CHAPTER XV

CHICAGO

Almost 6 o'clock, and the train due in Chicago at 6:30! The city grew more formidable to Rose as she approached it. She wondered how it would first appear on the plain. There was little sign of it yet.

As she looked out of the car window she saw men stacking grain, and plowing. It was supper time at home, and John was just rising from the table. The calves were bleating for their pails of milk; the guinea-hens were clacking, and the little turkeys crying in the grass, the bees were homing, heavy with honey, and here she sat, rushing toward that appalling and unimaginable presence—Chicago.

Somewhere just ahead it sat, this mighty hive of a million and a half of people. The thought of it made her heart beat quick, and her throat filled. She was going there; the lake was there; art was there, and music and the drama—and love! Always under each emotion, always behind every success, was the understanding that love was to be the woman's reward and recompense. It was not articulate nor feverish, this thought; it was a deep, pure emotion, streaming always toward the unknown.

She dreamed as the train rumbled on. She would succeed, she must succeed. She gripped the seat-rail with her broad, strong hands, and braced herself like one entering a flood.

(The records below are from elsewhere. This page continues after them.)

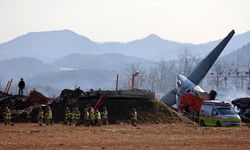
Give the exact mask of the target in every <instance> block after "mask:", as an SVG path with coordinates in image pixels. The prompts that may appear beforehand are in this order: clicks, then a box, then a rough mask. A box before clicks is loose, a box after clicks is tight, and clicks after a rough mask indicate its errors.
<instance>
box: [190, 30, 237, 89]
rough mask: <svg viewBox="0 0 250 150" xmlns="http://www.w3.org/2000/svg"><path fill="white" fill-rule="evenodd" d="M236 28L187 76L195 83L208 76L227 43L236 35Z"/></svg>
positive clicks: (196, 82) (212, 50) (209, 53)
mask: <svg viewBox="0 0 250 150" xmlns="http://www.w3.org/2000/svg"><path fill="white" fill-rule="evenodd" d="M234 33H235V32H234V30H232V31H231V32H230V33H229V34H228V35H227V36H226V37H225V38H224V39H223V40H222V41H221V42H220V43H219V44H218V45H217V46H216V47H215V48H214V49H213V50H212V51H211V52H210V53H209V54H208V55H207V56H206V57H205V58H204V59H203V60H202V61H201V62H200V63H199V64H198V65H197V66H196V67H195V69H194V70H193V71H192V72H191V73H190V74H189V75H188V76H187V78H188V79H189V80H191V81H192V82H193V83H195V84H197V85H198V84H199V83H200V82H201V80H203V78H204V77H205V76H206V74H207V72H208V71H209V69H210V68H211V67H212V66H213V64H214V62H215V61H216V59H217V58H218V57H219V55H220V54H221V52H222V51H223V49H224V48H225V47H226V45H227V43H228V42H229V41H230V39H231V38H232V37H233V35H234Z"/></svg>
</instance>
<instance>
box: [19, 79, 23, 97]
mask: <svg viewBox="0 0 250 150" xmlns="http://www.w3.org/2000/svg"><path fill="white" fill-rule="evenodd" d="M18 88H19V91H18V95H19V96H22V95H23V89H24V88H25V82H24V81H23V78H21V80H20V81H19V83H18Z"/></svg>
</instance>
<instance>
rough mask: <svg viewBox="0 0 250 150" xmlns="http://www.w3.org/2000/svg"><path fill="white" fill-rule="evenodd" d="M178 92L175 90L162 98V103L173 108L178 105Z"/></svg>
mask: <svg viewBox="0 0 250 150" xmlns="http://www.w3.org/2000/svg"><path fill="white" fill-rule="evenodd" d="M176 92H177V89H176V88H175V89H173V90H172V91H170V92H169V93H168V94H166V95H164V96H163V97H162V98H161V101H163V102H164V103H166V104H168V105H169V106H173V105H174V104H176Z"/></svg>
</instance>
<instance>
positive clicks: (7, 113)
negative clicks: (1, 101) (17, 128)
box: [4, 110, 11, 119]
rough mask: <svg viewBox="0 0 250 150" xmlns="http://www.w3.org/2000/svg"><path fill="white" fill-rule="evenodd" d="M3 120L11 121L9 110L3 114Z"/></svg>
mask: <svg viewBox="0 0 250 150" xmlns="http://www.w3.org/2000/svg"><path fill="white" fill-rule="evenodd" d="M4 119H11V112H10V110H7V111H6V112H4Z"/></svg>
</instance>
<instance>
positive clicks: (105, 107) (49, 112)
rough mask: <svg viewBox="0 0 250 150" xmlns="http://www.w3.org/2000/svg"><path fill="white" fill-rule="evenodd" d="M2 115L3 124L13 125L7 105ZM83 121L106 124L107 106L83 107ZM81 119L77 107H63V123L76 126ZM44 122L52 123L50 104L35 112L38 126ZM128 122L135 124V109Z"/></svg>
mask: <svg viewBox="0 0 250 150" xmlns="http://www.w3.org/2000/svg"><path fill="white" fill-rule="evenodd" d="M18 87H19V91H18V94H19V96H22V95H23V89H24V88H25V82H24V81H23V78H21V80H20V82H19V83H18ZM3 117H4V124H5V125H12V126H13V125H14V124H13V123H12V122H11V111H10V109H9V108H8V107H5V109H4V112H3ZM82 117H83V123H84V125H85V126H101V125H108V124H109V122H108V111H107V108H106V107H104V108H103V110H102V111H101V112H99V110H98V109H94V108H93V107H87V108H85V109H84V111H83V114H82ZM80 120H81V112H80V111H79V109H78V107H74V108H73V109H72V111H70V109H69V108H68V107H66V108H65V111H64V123H65V124H67V125H69V126H70V125H72V126H76V125H79V124H80ZM44 121H45V124H46V125H47V126H48V125H52V111H51V108H50V106H47V107H46V110H45V111H43V109H42V107H39V109H38V113H37V122H38V124H39V125H40V126H43V122H44ZM130 122H131V124H132V125H133V126H136V122H137V112H136V109H135V108H133V109H132V110H131V112H130Z"/></svg>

It was this wonderful thing again, a fresh, young and powerful soul rushing to a great city, a shining atom of steel obeying the magnet, a clear rivulet from the hills hurrying to the sea. On every train at that same hour, from every direction, others, like her, were entering on the same search to the same end.

"See that cloud?" some one said; "that's Chicago."

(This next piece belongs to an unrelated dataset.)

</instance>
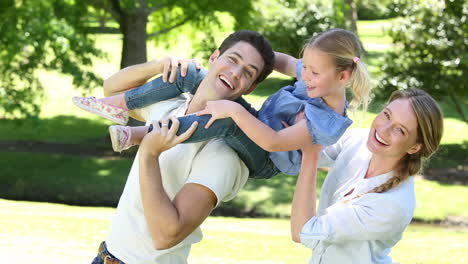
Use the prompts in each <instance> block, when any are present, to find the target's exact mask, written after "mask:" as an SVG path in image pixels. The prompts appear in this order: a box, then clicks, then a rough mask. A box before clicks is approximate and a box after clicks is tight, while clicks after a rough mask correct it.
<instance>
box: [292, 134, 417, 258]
mask: <svg viewBox="0 0 468 264" xmlns="http://www.w3.org/2000/svg"><path fill="white" fill-rule="evenodd" d="M368 134H369V130H368V129H348V130H347V131H346V132H345V134H344V135H343V136H342V137H341V138H340V139H339V140H338V142H337V143H336V144H334V145H331V146H328V147H326V148H325V149H324V150H323V151H322V152H321V155H320V161H319V167H330V166H331V169H330V171H329V172H328V175H327V177H326V178H325V181H324V183H323V186H322V192H321V194H320V205H319V209H318V213H317V216H315V217H312V218H311V219H310V220H309V221H308V222H307V223H306V224H305V225H304V227H303V228H302V230H301V233H300V237H301V243H302V244H304V245H305V246H307V247H309V248H311V249H312V250H313V254H312V258H311V260H310V262H309V263H311V264H315V263H324V264H327V263H331V264H334V263H343V264H346V263H350V264H351V263H353V264H354V263H356V264H364V263H379V264H390V263H392V259H391V258H390V256H389V253H390V250H391V248H392V247H393V246H394V245H395V244H396V243H397V242H398V241H400V240H401V238H402V235H403V232H404V230H405V228H406V227H407V226H408V224H409V223H410V222H411V218H412V217H413V213H414V209H415V203H416V200H415V192H414V181H413V177H410V178H409V179H407V180H405V181H403V182H401V183H400V184H399V185H398V186H396V187H395V188H392V189H390V190H388V191H386V192H383V193H369V194H365V195H362V196H359V195H361V194H364V193H366V192H368V191H370V190H372V189H373V188H374V187H377V186H380V185H381V184H383V183H385V182H386V181H387V180H388V179H389V178H390V177H392V175H393V172H389V173H385V174H382V175H378V176H375V177H371V178H367V179H366V178H364V177H365V175H366V172H367V168H368V166H369V161H370V159H371V156H372V153H371V152H370V151H369V150H368V149H367V136H368ZM351 191H352V193H351V194H349V195H347V196H345V195H346V194H347V193H349V192H351ZM353 198H354V199H353ZM349 199H351V200H349ZM346 200H348V202H346V203H343V202H344V201H346Z"/></svg>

Rose looked—far to the south-east a gigantic smoke-cloud soared above the low horizon line, in shape like an eagle, whose hovering wings extended from south to east, trailing mysterious shadows upon the earth. The sun lighted its mighty crest with crimson light, and its gloom and glow became each moment more sharply contrasted. Towards this portentous presence the train rushed, uttering an occasional shrill neigh, like a stallion's defiance.

The brazen bell upon the engine began to clang and clang; small towns of scattered wooden houses came into view and were left behind. Huge, misshapen buildings appeared in flat spaces, amid hundreds of cars. Webs of railway tracks spread out dangerously in acres of marvelous intricacy, amid which men moved, sooty, grimy, sullen and sickly.